Türkiye’nin doğu ile batı arasında bir köprü olduğunun altını çizen Zırh, Birinci Dünya Savaşı’nda Türkiye’nin yoğun göç dalgası yaşadığına değinerek, günümüze de benzer nitelikte göç dalgalarının gerçekleştiğini kaydetti.

“ALIŞILAGELMİŞ BİR SİVİL TOPLUM ÖRGÜTÜ DEĞİLİZ”

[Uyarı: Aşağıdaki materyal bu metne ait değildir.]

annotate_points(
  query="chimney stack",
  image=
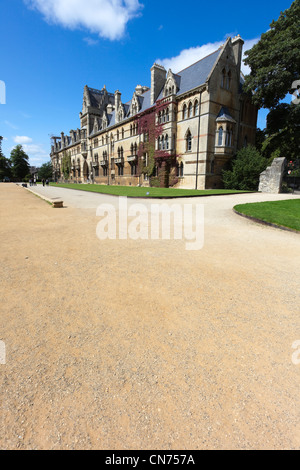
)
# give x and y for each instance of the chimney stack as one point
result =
(158, 79)
(237, 45)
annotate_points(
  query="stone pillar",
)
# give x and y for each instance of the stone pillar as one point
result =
(271, 179)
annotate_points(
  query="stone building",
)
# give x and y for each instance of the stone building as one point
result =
(201, 118)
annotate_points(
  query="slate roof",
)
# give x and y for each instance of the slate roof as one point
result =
(194, 75)
(187, 79)
(224, 115)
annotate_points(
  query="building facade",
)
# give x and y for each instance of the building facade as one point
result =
(181, 132)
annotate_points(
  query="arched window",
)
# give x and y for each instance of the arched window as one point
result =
(167, 142)
(179, 170)
(229, 138)
(188, 142)
(220, 136)
(223, 78)
(196, 108)
(228, 80)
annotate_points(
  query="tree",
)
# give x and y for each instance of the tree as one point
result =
(275, 60)
(5, 166)
(245, 170)
(46, 171)
(66, 164)
(282, 132)
(20, 164)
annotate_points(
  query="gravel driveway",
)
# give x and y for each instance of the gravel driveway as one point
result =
(141, 344)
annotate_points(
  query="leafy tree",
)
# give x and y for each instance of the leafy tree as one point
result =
(245, 170)
(20, 164)
(282, 132)
(5, 166)
(66, 164)
(275, 59)
(46, 171)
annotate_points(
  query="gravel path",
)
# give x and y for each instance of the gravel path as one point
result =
(123, 344)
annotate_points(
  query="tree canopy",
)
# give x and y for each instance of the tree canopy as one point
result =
(45, 171)
(275, 60)
(20, 162)
(5, 166)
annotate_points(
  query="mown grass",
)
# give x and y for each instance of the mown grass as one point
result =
(281, 213)
(133, 191)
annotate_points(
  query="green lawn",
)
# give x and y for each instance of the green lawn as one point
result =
(281, 213)
(133, 191)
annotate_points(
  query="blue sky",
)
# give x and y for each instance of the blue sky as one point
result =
(50, 49)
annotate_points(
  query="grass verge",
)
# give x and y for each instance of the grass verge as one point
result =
(133, 191)
(280, 213)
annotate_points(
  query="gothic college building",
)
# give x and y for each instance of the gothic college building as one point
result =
(180, 132)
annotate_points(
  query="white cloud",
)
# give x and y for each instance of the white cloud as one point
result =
(108, 18)
(22, 139)
(10, 124)
(91, 41)
(189, 56)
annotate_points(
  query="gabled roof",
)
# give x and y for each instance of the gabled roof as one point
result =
(194, 75)
(224, 115)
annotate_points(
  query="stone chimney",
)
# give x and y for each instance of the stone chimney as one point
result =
(139, 90)
(158, 79)
(117, 103)
(237, 45)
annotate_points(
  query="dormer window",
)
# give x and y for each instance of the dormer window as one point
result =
(228, 80)
(220, 137)
(196, 108)
(188, 141)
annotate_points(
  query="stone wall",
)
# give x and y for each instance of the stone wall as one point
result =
(271, 179)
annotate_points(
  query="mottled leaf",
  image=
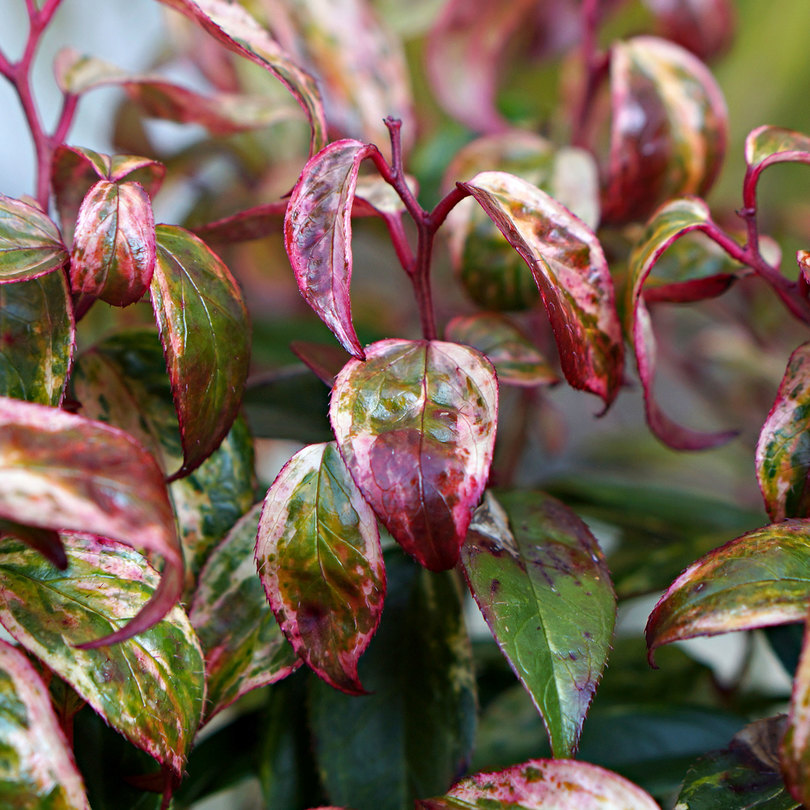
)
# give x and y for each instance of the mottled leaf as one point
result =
(318, 235)
(205, 333)
(542, 584)
(416, 424)
(670, 222)
(668, 131)
(572, 275)
(30, 244)
(37, 768)
(37, 339)
(320, 561)
(543, 783)
(516, 359)
(151, 687)
(759, 579)
(64, 472)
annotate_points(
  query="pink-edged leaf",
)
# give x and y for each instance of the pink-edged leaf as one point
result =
(114, 250)
(318, 235)
(539, 784)
(668, 132)
(571, 272)
(63, 472)
(30, 243)
(783, 455)
(205, 333)
(542, 584)
(415, 424)
(320, 561)
(151, 687)
(244, 646)
(238, 31)
(37, 768)
(670, 222)
(760, 579)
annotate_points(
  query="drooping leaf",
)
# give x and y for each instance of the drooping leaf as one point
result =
(318, 235)
(150, 688)
(205, 333)
(238, 31)
(543, 587)
(413, 733)
(244, 647)
(542, 783)
(30, 244)
(670, 222)
(64, 472)
(37, 339)
(415, 423)
(571, 273)
(320, 561)
(759, 579)
(668, 131)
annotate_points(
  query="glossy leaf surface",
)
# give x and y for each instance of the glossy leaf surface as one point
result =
(244, 647)
(37, 335)
(759, 579)
(64, 472)
(415, 423)
(542, 584)
(320, 561)
(37, 768)
(669, 129)
(571, 273)
(30, 244)
(542, 783)
(150, 688)
(205, 333)
(318, 235)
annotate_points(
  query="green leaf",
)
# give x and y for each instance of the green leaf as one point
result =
(205, 333)
(542, 584)
(415, 423)
(412, 735)
(37, 768)
(37, 338)
(320, 562)
(30, 244)
(244, 647)
(150, 688)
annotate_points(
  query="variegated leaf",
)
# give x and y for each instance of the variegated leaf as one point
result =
(151, 687)
(320, 561)
(415, 424)
(244, 646)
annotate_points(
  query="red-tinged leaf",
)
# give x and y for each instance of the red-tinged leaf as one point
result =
(668, 132)
(113, 255)
(757, 580)
(318, 235)
(63, 472)
(670, 222)
(320, 561)
(37, 339)
(571, 273)
(783, 455)
(238, 31)
(244, 646)
(415, 424)
(150, 688)
(516, 359)
(544, 783)
(37, 769)
(543, 586)
(205, 333)
(30, 244)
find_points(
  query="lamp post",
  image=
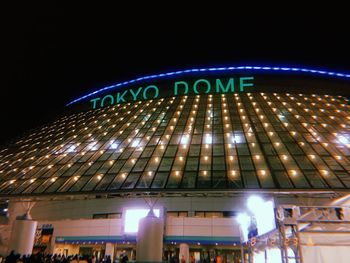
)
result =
(241, 241)
(243, 222)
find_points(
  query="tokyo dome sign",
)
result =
(175, 88)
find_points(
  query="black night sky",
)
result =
(55, 53)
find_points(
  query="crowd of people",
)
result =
(55, 258)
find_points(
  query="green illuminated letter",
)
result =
(121, 97)
(151, 87)
(199, 81)
(134, 95)
(107, 97)
(242, 84)
(94, 102)
(229, 87)
(176, 89)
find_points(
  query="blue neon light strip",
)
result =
(219, 69)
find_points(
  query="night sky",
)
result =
(55, 53)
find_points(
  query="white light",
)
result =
(71, 149)
(237, 139)
(113, 146)
(254, 202)
(133, 216)
(263, 212)
(184, 139)
(135, 142)
(208, 138)
(343, 140)
(244, 222)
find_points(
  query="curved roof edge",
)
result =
(217, 69)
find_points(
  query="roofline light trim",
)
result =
(220, 69)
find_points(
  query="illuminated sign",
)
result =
(198, 86)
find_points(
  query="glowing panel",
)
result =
(133, 216)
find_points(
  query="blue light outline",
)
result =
(220, 69)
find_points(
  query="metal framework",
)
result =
(293, 221)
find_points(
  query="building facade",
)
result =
(191, 145)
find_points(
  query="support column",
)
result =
(110, 250)
(149, 247)
(184, 252)
(23, 228)
(22, 237)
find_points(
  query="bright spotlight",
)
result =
(133, 216)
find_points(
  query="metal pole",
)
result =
(241, 238)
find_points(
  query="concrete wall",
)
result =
(201, 227)
(78, 209)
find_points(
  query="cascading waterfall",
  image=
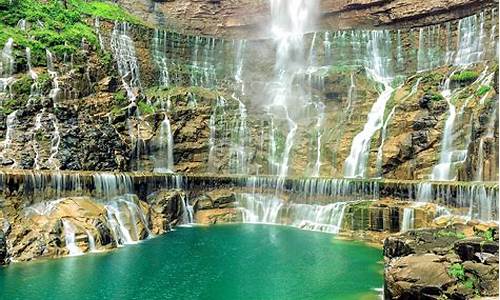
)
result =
(70, 238)
(123, 216)
(448, 157)
(471, 35)
(91, 242)
(428, 55)
(408, 219)
(212, 141)
(380, 151)
(490, 134)
(160, 58)
(321, 115)
(258, 208)
(377, 67)
(6, 68)
(55, 91)
(165, 163)
(97, 27)
(123, 49)
(290, 21)
(35, 86)
(239, 139)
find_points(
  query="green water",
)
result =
(217, 262)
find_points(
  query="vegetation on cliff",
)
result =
(50, 25)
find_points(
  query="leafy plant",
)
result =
(145, 108)
(457, 271)
(455, 234)
(483, 90)
(465, 76)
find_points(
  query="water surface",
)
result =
(243, 261)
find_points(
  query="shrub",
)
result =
(465, 76)
(483, 90)
(145, 108)
(457, 271)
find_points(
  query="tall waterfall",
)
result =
(444, 170)
(165, 161)
(6, 68)
(378, 67)
(159, 56)
(124, 54)
(290, 21)
(258, 208)
(69, 235)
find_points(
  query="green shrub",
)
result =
(63, 28)
(455, 234)
(465, 76)
(121, 98)
(483, 90)
(436, 97)
(145, 108)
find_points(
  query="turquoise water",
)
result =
(217, 262)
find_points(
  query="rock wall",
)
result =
(433, 264)
(249, 18)
(93, 104)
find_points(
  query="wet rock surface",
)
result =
(441, 264)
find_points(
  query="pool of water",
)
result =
(242, 261)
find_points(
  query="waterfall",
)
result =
(290, 20)
(238, 66)
(490, 134)
(448, 157)
(408, 219)
(380, 151)
(70, 238)
(6, 68)
(212, 141)
(187, 211)
(109, 185)
(258, 208)
(165, 164)
(471, 37)
(239, 139)
(123, 49)
(91, 241)
(11, 123)
(97, 27)
(377, 67)
(321, 115)
(428, 53)
(160, 58)
(202, 68)
(35, 86)
(54, 92)
(123, 215)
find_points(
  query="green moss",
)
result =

Konuşmasının devamında Göç Araştırmaları Derneğinden bahseden Zırh, “Derneği 2017 yılında kurduk. Hepimiz üniversitede öğretim üyesiyiz. Dolayısıyla alışılagelmiş bir sivil toplum örgütü değiliz. Fakat diğer taraftan bu yıllarda göç oranı çok politize olduğu için bir sivil toplum kurumu olarak bir alan açmak ve sürdürdüğümüz çalışmaları bir kurumun altında olmadan sürdürmek amacıyla kurduk.” bilgisini verdi.

“GELECEK NESİLLER DERNEĞİ GELİŞTİRMELİ”

Zırh, derneğin gelecek nesiller tarafından da devam ettirilmesinin önemine vurgu yaparak, “20 yıl sonra böyle derneğe kimsenin ihtiyacı olacak mı bunu düşünmek lazım. Eğer düşünüyorsak adım adım yeni kuşaklardan üyeler edinmek yani kurucular dışında derneği bir sonraki formuna taşıyacak arkadaşlar edinmek gerekiyor. Özellikle göç gibi çok dinamik bir alanda düşünülmesi gereken bir durum.” dedi.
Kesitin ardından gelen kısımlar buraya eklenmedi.